Die A-Dur-Sonate Op. 101 ist formal eher experimentell, wird aber in lyrischer Weise weitergeführt. Die vier Sätze verbinden sich zu einem zusammenhängenden Ganzen. Obwohl in Sonatenform, ist der erste Satz sehr ungewöhnlich, da er keine der starken formalen Artikulationen und dramatischen Kontraste aufweist, die normalerweise mit dieser Form verbunden sind.

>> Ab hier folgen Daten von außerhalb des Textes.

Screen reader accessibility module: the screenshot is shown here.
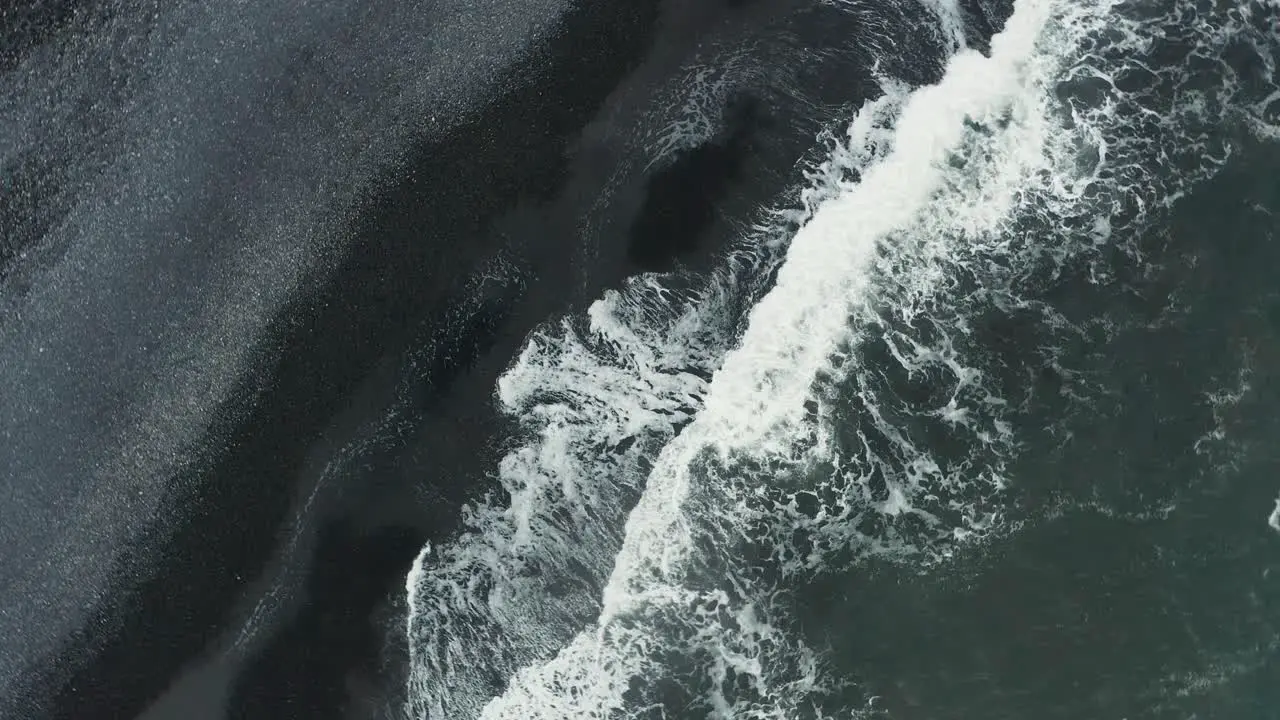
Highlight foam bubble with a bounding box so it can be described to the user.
[411,0,1270,719]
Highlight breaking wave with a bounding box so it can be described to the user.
[407,0,1280,720]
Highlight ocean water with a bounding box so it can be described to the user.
[0,0,1280,720]
[407,0,1280,717]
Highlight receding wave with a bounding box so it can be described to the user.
[407,0,1275,719]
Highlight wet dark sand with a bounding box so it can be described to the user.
[5,3,788,719]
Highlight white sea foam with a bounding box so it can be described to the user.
[410,0,1274,720]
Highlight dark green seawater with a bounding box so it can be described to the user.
[800,109,1280,720]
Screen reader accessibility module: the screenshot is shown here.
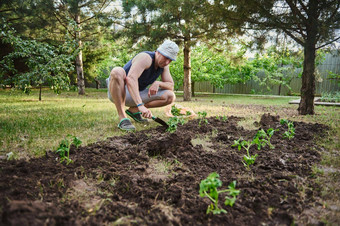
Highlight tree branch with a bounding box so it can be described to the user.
[315,36,340,49]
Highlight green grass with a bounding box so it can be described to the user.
[0,89,340,158]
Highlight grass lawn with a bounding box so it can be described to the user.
[0,89,340,158]
[0,89,340,222]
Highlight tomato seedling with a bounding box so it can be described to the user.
[199,172,240,214]
[171,105,183,116]
[197,111,208,126]
[56,134,82,165]
[253,128,278,150]
[166,116,185,133]
[280,119,295,140]
[232,138,257,170]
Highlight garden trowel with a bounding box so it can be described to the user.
[152,116,169,129]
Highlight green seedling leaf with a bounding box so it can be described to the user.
[56,134,82,165]
[199,172,240,214]
[171,105,183,116]
[166,116,185,133]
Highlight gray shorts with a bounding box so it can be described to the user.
[106,78,167,107]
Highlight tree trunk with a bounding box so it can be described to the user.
[39,84,42,101]
[298,1,318,115]
[183,41,191,101]
[76,14,85,95]
[191,82,195,97]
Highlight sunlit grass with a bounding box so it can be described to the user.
[0,89,340,158]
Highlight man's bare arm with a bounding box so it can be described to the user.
[148,65,174,97]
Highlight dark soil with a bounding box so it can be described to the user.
[0,115,327,225]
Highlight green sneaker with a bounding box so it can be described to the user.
[125,110,148,123]
[118,118,136,131]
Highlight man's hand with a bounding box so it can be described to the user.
[138,105,152,118]
[148,81,159,97]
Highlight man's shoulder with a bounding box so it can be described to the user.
[132,52,152,65]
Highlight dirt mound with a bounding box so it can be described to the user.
[0,115,326,225]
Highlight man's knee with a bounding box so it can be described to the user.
[165,90,176,105]
[110,67,126,82]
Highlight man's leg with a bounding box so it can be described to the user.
[109,67,126,120]
[128,90,176,113]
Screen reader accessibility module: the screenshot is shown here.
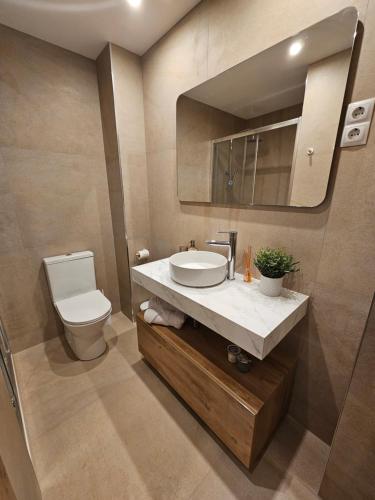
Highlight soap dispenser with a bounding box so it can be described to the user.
[188,240,198,252]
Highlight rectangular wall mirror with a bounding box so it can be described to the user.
[176,7,358,207]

Stattdessen vermittelt er ein fast beständiges Gefühl einer sich entfaltenden Melodie. Die liedhaften Implikationen von Op. 90 werden tiefer in die Mechanik der Instrumentalform eingeführt. Die Tonart wird erst

gegen Ende des Satzes festgelegt, und ein Großteil der Harmonie deutet eher auf eine strukturelle Progression hin, anstatt sie zu bestätigen. Auf den Kopfsatz folgt weder ein langsamer Satz noch ein Scherzo, sondern ein ‚Marsch‘. Konstante punktierte Rhythmen und eine einfache Form suggerieren ein Charakterstück, aber Beethoven scheint dies konsequent mit komplexen Harmonien und Texturen zu untergraben. Die kontrapunktische Komplexität nimmt im Trio-Abschnitt zu – ein Kanon, überwiegend ruhig und oft dolce bezeichnet. So gelingt es dem Satz, marschähnlich, aber doch nicht ganz ein Marsch zu sein. Der folgende langsame Satz ist ähnlich schwer zu kategorisieren. Er ist voller Schönheit und Zartheit, aber kurz; er entpuppt sich als lediglich eine Einleitung zum Finale. Eine kurze kadenzartige Passage führt zu einer überraschenden Reprise der Einleitung des ersten Satzes. Dies kann als nostalgische Reminiszenz oder sogar als ein struktureller Irrtum angesehen werden, welcher dann durch einen Triller korrigiert wird, der direkt zum Finale führt. Wie bei einigen von Beethovens früheren formal experimentellen Sonaten ist das strukturelle Gewicht der Sonate nicht in ihren einleitenden Passagen, sondern in ihrem letzten und substanziellsten Satz deutlich zu spüren. Dieser enthält eine große Bandbreite an musikalischem Material; abwechselnd leicht, spielerisch, virtuos und kraftvoll, lässt er auch etwas Raum für lyrische Stellen. Sein auffälligstes Merkmal ist die Art und Weise, wie er sich von den kontrapunktischen Implikationen seines Materials, wie sie in ihrer anfänglichen Präsentation zum Ausdruck kommen, zu einer ausgewachsenen Fuge im Durchführungsteil entwickelt. Es gibt eine klare übergreifende musikalische Erzählung, die vom lyrischen und mehrdeutigen ersten Satz bis zu den starken Affirmationen des Finales reicht.